Freiheit als Einsicht in die Notwendigkeit wird und wurde oft (z. B. durch Funktionäre von Parteien oder Unternehmer, die Leute entlassen wollen – sorry, müssen) ohne Berufung auf Spinoza, dafür manchmal auf Lenin oder Marx als Fatalismus: “Begreife, dass es notwendig ist!” benutzt. Auffällig ist, dass selten mitgeteilt wird, wessen Not gewendet wird. Sicher ist, dass es in der Regel nicht die Not der Einsichtigen war und ist. Freiheit wird hier als Gegensatz zum Zwang bestimmt.

Das Faszinierende an der Nicht-Freiheit ist die Ordnung, die versprochen wird. Die Wissenschaft liefert uns eine Ordnung der Welt, vielleicht sogar die Weltformel, mit der wir dann alles begreifen und wissen, warum etwas geschieht.

Der Witz aber ist, dass wir zwar tatsächlich von allen Dingen nur nachdem sie in Existenz getreten sind, Bedingungen angeben können (abhängig vom Forschungsetat), seltsamer Weise aber dies uns nicht für alle Dinge (z.B. Börsenkurse oder Lottozahlen) gelingt, bevor sie in Existenz treten.

“Meine Tante umstand meine Wiege und hatte es vorher gesagt …” spottet Tucholsky.

Wir haben also eine nur durch unsere Forschungsmöglichkeiten begrenzte absolute Determination post festum aber eine nur äusserst eingeschränkte Determinationsvermutung pro festum.

Für mich gliedert sich Freiheit in drei potentielle Kompetenzbereiche:

  • Können – die Begabung, das was eine(r) ist, Fähigkeiten und Fertigkeiten
  • Dürfen – das was eine(r/m) durch die Anderen zugelassen wird, der Freiheitsgrad, das Sein-Für-Andere
  • Wollen – die Entschlusskraft, die Entscheidungsfähigkeit, die Fähigkeit, aus sich heraus zu handeln, die Subjektivität

und einen dynamischen, aktualen Bereich:

  • die freie Handlung, die Tat.

Freiheit als Gabe, als Gegebenes, ist ein Naturprozess bio-psycho-sozialer und noch weiterer uns möglicherweise bisher unbekannter Faktoren, die auf das einwirken, was wir sind, wohin wir geworfen sind. Was gibt, ist Natur.

Freiheit als Erlaubtes ist ein Ergebnis sozialer Konstellation. Von der Erlaubnis (oder dem Verbot) der Eltern, mit bestimmten Kindern oder Sachen zu spielen hängt der Rahmen unserer Freiheit ab. Von den realen Machtverhältnissen hängt der “Spielraum” unserer Handlungen auch noch als Erwachsener ab. Erlauben können nur die Anderen.

Freiheit als Willen ist nur von uns selbst abhängig. Doch meine Bestimmung der Willensfreiheit als Fähigkeit verweist darauf, dass auch diese nur ein Potential von Freiheit ist. Wille ist Ich.

Freiheit muss zur Praxis werden, um zur Existenz zu kommen. So nett Gedankenfreiheit ist, und so sehr sie auch notwendig für die Fähigkeit menschlichen Handelns ist – ohne Handeln, ohne die Tat ist sie nichts, existiert nur in unseren Gedanken. Das Handeln ist, wovon Objektives und Subjektives ungetrennte Seiten sind.

Goethe lässt Faust in seiner Übersetzung des Johannes-Evangeliums von “Geschrieben steht: Im Anfang war das Wort” über “Im Anfang war der Sinn” und “Im Anfang war die Kraft”, zu “Im Anfang war die Tat” kommen, bevor der Pudel ihn stört.

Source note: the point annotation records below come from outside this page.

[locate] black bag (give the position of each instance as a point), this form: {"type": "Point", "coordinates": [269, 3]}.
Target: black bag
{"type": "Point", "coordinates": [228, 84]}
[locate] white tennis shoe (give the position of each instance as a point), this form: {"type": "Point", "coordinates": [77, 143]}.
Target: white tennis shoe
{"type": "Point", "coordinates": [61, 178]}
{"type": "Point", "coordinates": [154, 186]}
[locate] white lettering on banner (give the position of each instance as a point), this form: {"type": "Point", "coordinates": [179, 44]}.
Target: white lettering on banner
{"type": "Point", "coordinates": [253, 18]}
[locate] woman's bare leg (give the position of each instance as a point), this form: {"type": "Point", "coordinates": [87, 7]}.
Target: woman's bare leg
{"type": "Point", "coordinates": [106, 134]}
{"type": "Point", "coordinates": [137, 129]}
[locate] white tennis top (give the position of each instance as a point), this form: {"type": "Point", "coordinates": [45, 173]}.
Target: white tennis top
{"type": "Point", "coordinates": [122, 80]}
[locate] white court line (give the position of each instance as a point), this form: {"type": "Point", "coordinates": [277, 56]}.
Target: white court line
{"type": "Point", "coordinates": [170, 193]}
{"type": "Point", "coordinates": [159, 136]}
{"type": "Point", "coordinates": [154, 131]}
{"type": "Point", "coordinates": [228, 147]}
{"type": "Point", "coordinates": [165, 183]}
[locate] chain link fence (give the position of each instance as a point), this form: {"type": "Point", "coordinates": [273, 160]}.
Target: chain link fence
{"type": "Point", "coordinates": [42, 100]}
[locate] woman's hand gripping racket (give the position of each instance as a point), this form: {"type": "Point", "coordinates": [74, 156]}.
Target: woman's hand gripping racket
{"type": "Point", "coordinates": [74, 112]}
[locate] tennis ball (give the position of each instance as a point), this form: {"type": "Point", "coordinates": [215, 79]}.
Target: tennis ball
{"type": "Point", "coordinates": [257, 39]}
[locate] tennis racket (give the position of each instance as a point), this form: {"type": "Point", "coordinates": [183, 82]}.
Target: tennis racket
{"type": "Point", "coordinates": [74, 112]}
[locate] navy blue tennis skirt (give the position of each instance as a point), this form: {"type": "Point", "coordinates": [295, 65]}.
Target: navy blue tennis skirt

Ich habe in diesem Blog früher schon erwähnt, dass die Wissenschaft, wo sie vorgeblich nach den Ursachen forscht, in ihrer Wirklichkeit nur an Folgen interessiert ist. So verstehe ich auch Goethes Ansatz, statt dem Wort die frische bedachte Tat, die freie Handlung als praktische Bedingung der Freiheit neben die anderen drei Bedingungen zu setzen.

Wir haben hier ein Bild von Freiheit, das die Tatsache der Einschränkung durch Anderes und die Anderen ebenso umfasst, wie die Fähigkeit aus sich heraus zu handeln. In Auschwitz war Freiheit nur sehr eingeschränkt vorhanden, aber sie war vorhanden!

“Die Gedanken sind frei”, sagen jene, welche am Handeln (noch) gehindert werden.
“Alles ist möglich, wenn du nur glaubst”
, sagen Religöse jeder Art, Wunderheiler und Esoteriker (-innen).”
Alles ist möglich, wenn du nur willst! “, ist ein Versprechen, korrespondierend mit einem Wunschtraum, einem Begehren, das die Leute in die Seminare von Stars, “Leuten-die-es-geschafft-haben” NLP oder Motivationstrainern treibt.

“Mögen täten wir schon wollen, aber dürfen haben wir uns nicht getraut”, sagt Karl Valentin.

Sicher ist, dass mehr möglich ist, als wir zu glauben wagen, aber “Alles” ist auf jeden Fall falsch.

Idealisten wie Hölderlin, Kolumbus oder Einstein sind Menschen, die unsere Freiheiten ausloten indem sie bis an ihre Grenzen gehen.

Eine Grenze erkennen heisst, sie überwinden, sagt Hegel.

Freiheitliches Handeln ist auch immer an den Grenzen zu erkennen, die eine(r) berührt.

Wer sich nie die Nase an einer Grenze blutig gestoßen hat, war nie frei …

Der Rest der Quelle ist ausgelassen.